Mr Brown said he had spoken to both management and unions and believed that the two sides could “build” on an earlier outline agreement to resolve the dispute before the strike action began.
Lib Dem leader Nick Clegg said both main parties were being “bankrolled”, comparing Labour’s links to Unite with the Tories’ relationship with its deputy chairman and donor Lord Ashcroft.
The party’s home affairs spokesman, Chris Huhne, told the World At One that Labour’s financial links with Unite cast doubt on whether it could act as an “honest broker” in the BA dispute.

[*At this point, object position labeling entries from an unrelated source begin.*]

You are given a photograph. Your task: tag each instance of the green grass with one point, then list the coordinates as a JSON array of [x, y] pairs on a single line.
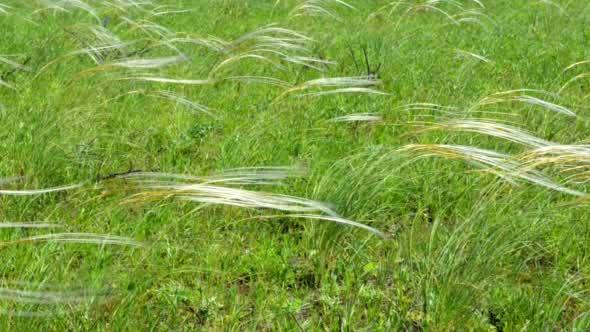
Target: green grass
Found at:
[[467, 246]]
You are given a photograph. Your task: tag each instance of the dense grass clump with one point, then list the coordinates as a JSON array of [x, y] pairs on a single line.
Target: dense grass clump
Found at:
[[294, 165]]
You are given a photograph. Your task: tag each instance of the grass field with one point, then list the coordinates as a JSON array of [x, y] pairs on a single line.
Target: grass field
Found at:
[[294, 165]]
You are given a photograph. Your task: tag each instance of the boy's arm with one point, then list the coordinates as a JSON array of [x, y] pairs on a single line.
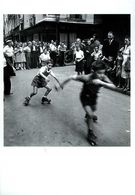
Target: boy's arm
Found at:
[[41, 73], [106, 82], [81, 78]]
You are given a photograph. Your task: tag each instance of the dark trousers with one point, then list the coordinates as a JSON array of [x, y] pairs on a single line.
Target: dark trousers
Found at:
[[53, 56], [7, 81]]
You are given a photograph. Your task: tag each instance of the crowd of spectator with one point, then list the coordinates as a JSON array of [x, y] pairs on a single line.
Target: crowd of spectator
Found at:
[[33, 54]]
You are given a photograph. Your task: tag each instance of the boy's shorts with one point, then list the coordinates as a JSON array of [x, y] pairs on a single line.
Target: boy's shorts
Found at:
[[88, 101], [39, 82]]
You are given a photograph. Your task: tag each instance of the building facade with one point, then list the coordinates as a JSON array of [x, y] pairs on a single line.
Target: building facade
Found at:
[[63, 27]]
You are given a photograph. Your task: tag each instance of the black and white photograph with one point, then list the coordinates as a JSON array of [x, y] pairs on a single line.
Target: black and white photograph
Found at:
[[66, 79], [67, 97]]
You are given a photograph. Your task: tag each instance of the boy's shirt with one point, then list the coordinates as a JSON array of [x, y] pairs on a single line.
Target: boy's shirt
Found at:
[[44, 70]]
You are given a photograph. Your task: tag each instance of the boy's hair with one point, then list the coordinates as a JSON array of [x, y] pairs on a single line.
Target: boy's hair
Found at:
[[98, 65], [50, 61]]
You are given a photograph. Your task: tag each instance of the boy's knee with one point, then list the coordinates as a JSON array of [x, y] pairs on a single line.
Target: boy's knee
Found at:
[[49, 89]]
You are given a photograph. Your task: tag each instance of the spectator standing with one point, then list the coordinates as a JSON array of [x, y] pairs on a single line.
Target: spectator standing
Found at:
[[8, 66], [27, 51], [44, 58], [88, 57], [79, 56], [125, 72], [61, 50], [34, 55], [53, 52]]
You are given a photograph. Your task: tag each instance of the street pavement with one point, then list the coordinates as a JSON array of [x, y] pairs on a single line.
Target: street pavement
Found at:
[[61, 123]]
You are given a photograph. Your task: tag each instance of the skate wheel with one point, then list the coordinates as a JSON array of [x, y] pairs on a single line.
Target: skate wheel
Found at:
[[92, 143], [49, 101]]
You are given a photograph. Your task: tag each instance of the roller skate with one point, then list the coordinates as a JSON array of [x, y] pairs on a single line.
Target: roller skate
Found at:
[[45, 99], [26, 102], [95, 118], [91, 138]]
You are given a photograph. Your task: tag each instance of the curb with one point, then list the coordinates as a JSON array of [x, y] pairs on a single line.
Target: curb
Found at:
[[120, 90]]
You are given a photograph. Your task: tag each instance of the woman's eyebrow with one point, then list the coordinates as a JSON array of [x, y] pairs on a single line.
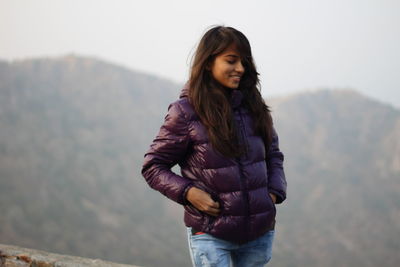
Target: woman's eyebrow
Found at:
[[232, 55]]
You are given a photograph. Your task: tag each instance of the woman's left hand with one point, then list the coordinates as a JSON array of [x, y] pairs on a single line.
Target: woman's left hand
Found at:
[[273, 197]]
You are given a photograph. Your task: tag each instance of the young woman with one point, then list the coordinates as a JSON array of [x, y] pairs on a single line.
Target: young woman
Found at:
[[220, 132]]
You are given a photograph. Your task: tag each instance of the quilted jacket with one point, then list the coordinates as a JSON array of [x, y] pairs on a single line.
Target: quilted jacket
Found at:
[[240, 185]]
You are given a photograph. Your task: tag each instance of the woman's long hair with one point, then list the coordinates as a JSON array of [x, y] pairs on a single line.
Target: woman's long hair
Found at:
[[211, 100]]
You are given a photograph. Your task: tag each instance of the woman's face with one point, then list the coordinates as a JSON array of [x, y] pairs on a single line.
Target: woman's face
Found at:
[[227, 68]]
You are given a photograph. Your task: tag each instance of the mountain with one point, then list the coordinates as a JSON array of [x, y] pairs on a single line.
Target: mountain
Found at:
[[343, 169], [74, 131]]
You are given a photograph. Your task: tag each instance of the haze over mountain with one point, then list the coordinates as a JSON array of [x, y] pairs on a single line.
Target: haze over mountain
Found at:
[[74, 131]]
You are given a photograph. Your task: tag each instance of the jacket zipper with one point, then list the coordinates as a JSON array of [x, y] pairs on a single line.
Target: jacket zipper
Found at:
[[242, 177]]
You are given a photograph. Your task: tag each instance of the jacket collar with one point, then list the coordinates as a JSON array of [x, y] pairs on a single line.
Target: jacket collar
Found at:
[[235, 99]]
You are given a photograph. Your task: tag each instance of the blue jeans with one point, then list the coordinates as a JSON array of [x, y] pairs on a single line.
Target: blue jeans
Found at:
[[209, 251]]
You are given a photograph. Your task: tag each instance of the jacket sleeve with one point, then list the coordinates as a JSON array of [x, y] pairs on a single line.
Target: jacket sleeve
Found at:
[[168, 148], [276, 175]]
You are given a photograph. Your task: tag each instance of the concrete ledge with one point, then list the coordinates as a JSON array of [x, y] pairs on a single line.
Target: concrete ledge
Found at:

“When general secretaries of Unite decide to snap their fingers, cabinet ministers do tend to come to attention,” he said.
Mass collusion from all the players for the political pantomime to make the Parties seem different? Or some massive Leftarded Armies of Doom set-up?
Labour Party’s biggest backer Unite threaten to instigate a strike over the Easter break, which would piss off millions of the electorate.
The Media picks this up and begin to make this front-page news (lots of those unions about), making sure this is the ‘topic’ that shows the approved ‘political choice’ available for us the electorate to choose from. All the free publicity.
The Tories see this as an opportunity to stick it to the Government, pointing out the obvious making sure any other ‘topic’ is playing second fiddle to this media-induced-drama, Dave will exert all political willpower, then POW! A few days before planned industrial action, Gordon ‘solves’ the crisis and notches up an extra few points.
I’m sure Unite wouldn’t waste £24,000,000 to back a dead horse. They know what will happen if the strike goes ahead as it was such actions that propelled Maggie into the Premiership. The leadership might be a few sandwiches short of a picnic but surely they remember that.
We need a Nationalist Government if we want a Nation.
It is really as simple as that. All the Established Parties are Internationalists Authoritarians who with the aid of European Laws cultivated our predicament. The solution to our woes will not come from the causes of them.